Whose story is it? Personalizing story generation by inferring author styles

TL;DR

This work introduces Mythos, a multi-source dataset of 3.6k stories from 112 authors to study personalization in long-form story generation. It proposes a two-stage Pipeline centered on an Author Writing Sheet that captures implicit author characteristics across four narrative dimensions (Plot, Creativity, Development, Language Use) and guides LLM-based persona and rule-driven generation. Systematic automatic and human evaluations show that personalization using the Author Writing Sheet (and its Summ variant) outperforms non-personalized baselines in faithfulness to an author's history and similarity to ground-truth author stories, with particularly strong gains on Reddit and in Creativity/Language Use. An Oracle upper bound reveals the remaining gap in achieving truly personalized storytelling, highlighting the challenge of long-form author-specific generation and suggesting future work on expanding profiling coverage, multi-agent narrative systems, and cross-model generalization. Overall, the work demonstrates that structured, interpretable author profiling can meaningfully tailor long-form storytelling, with potential impact on education, writing assistance, and human-AI co-creation.

Abstract

Personalization is critical for improving user experience in interactive writing and educational applications, yet remains understudied in story generation. We study the task of personalizing story generation, where our goal is to mimic an author's writing style, given other stories written by them. We collect Mythos, a dataset of 3.6k stories from 112 authors, with an average of 16 stories per author, across five distinct sources reflecting diverse story-writing settings. We propose a two-stage pipeline for personalized story generation: first, we infer authors' implicit writing characteristics and organize them into an Author Writing Sheet, which is validated by humans to be of high quality; second, we simulate the author's persona using tailored persona descriptions and personalized story rules. We find that stories personalized using the Author Writing Sheet outperform a non-personalized baseline, achieving a 78% win-rate in capturing authors' past style and 59% in similarity to ground-truth author stories. Human evaluation supports these findings and further highlights trends, such as Reddit stories being easier to personalize, and the Creativity and Language Use aspects of stories being easier to personalize than the Plot.

Paper Structure

This paper contains 102 sections, 23 figures, 28 tables, 1 algorithm.

Figures (23)

  • Figure 1: Our two-stage pipeline for personalized story generation. Stage 1 constructs an Author Writing Sheet with Claim ($C$) and Evidence ($E$) pairs capturing the author’s story-writing characteristics across narrative categories.

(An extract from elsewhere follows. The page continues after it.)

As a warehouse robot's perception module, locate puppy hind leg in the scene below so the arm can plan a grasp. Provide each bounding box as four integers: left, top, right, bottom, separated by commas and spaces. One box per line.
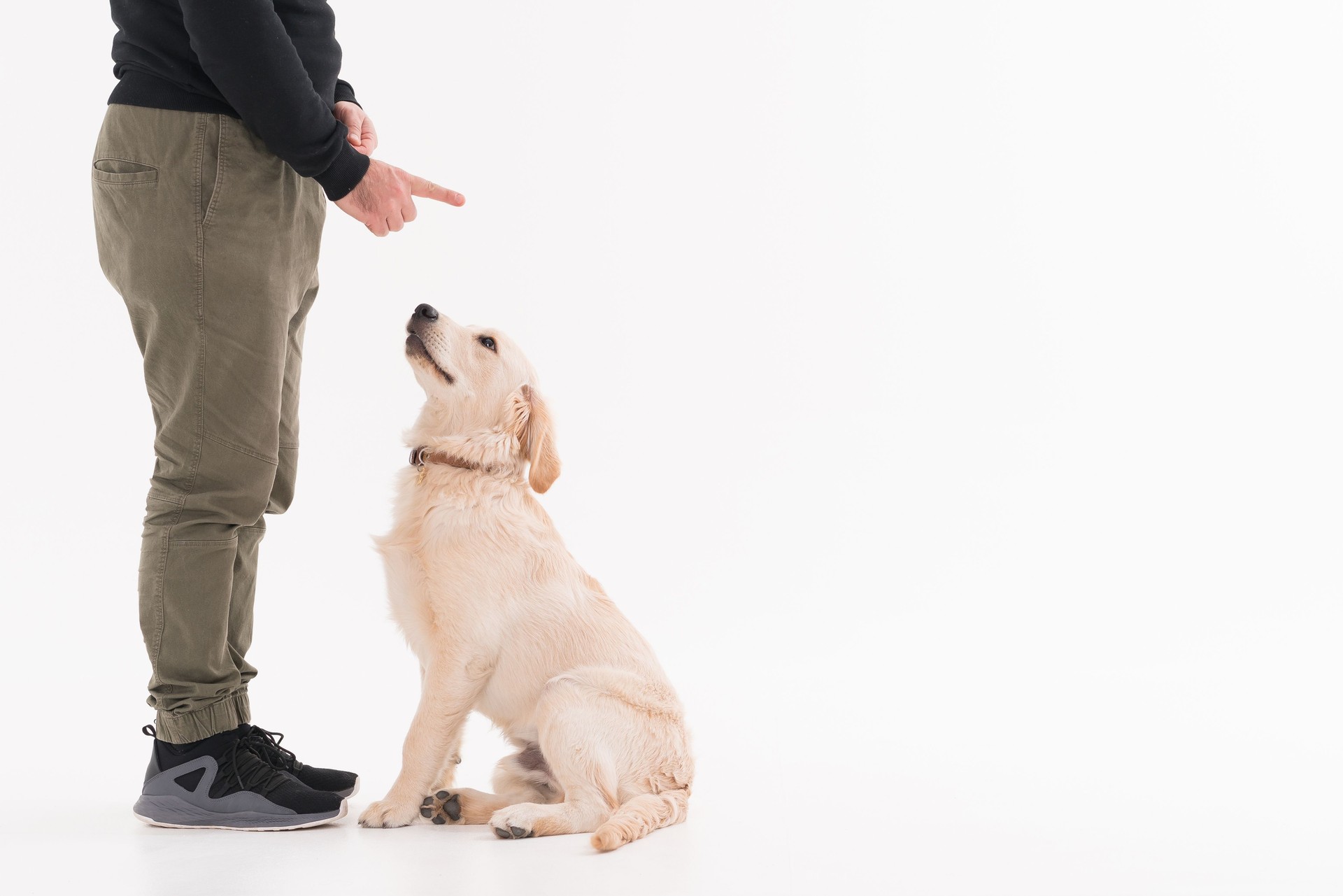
489, 676, 629, 839
420, 744, 564, 825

It is derived from the author’s history of writing prompts ($wp$), author-written stories ($s_a$), and LLM-generated Average Stories ($s_b$) representing a typical author's response to the same prompt. Stage 2 uses the Author Writing Sheet to role-play the author, incorporating tailored story rules and a persona description for personalized generation.
  • Figure 2: Win-rates proportions across narrative categories for Similarity to Author Story for Reddit. O: Oracle, D: Delta, Sh: Sheet, Su: Summ.
  • Figure 3: Story-writing themes for the Reddit source covered in Mythos.
  • Figure 4: Prompt for generating writing prompts for the stories in our dataset.
  • Figure 5: Average Author Prompt for AO3.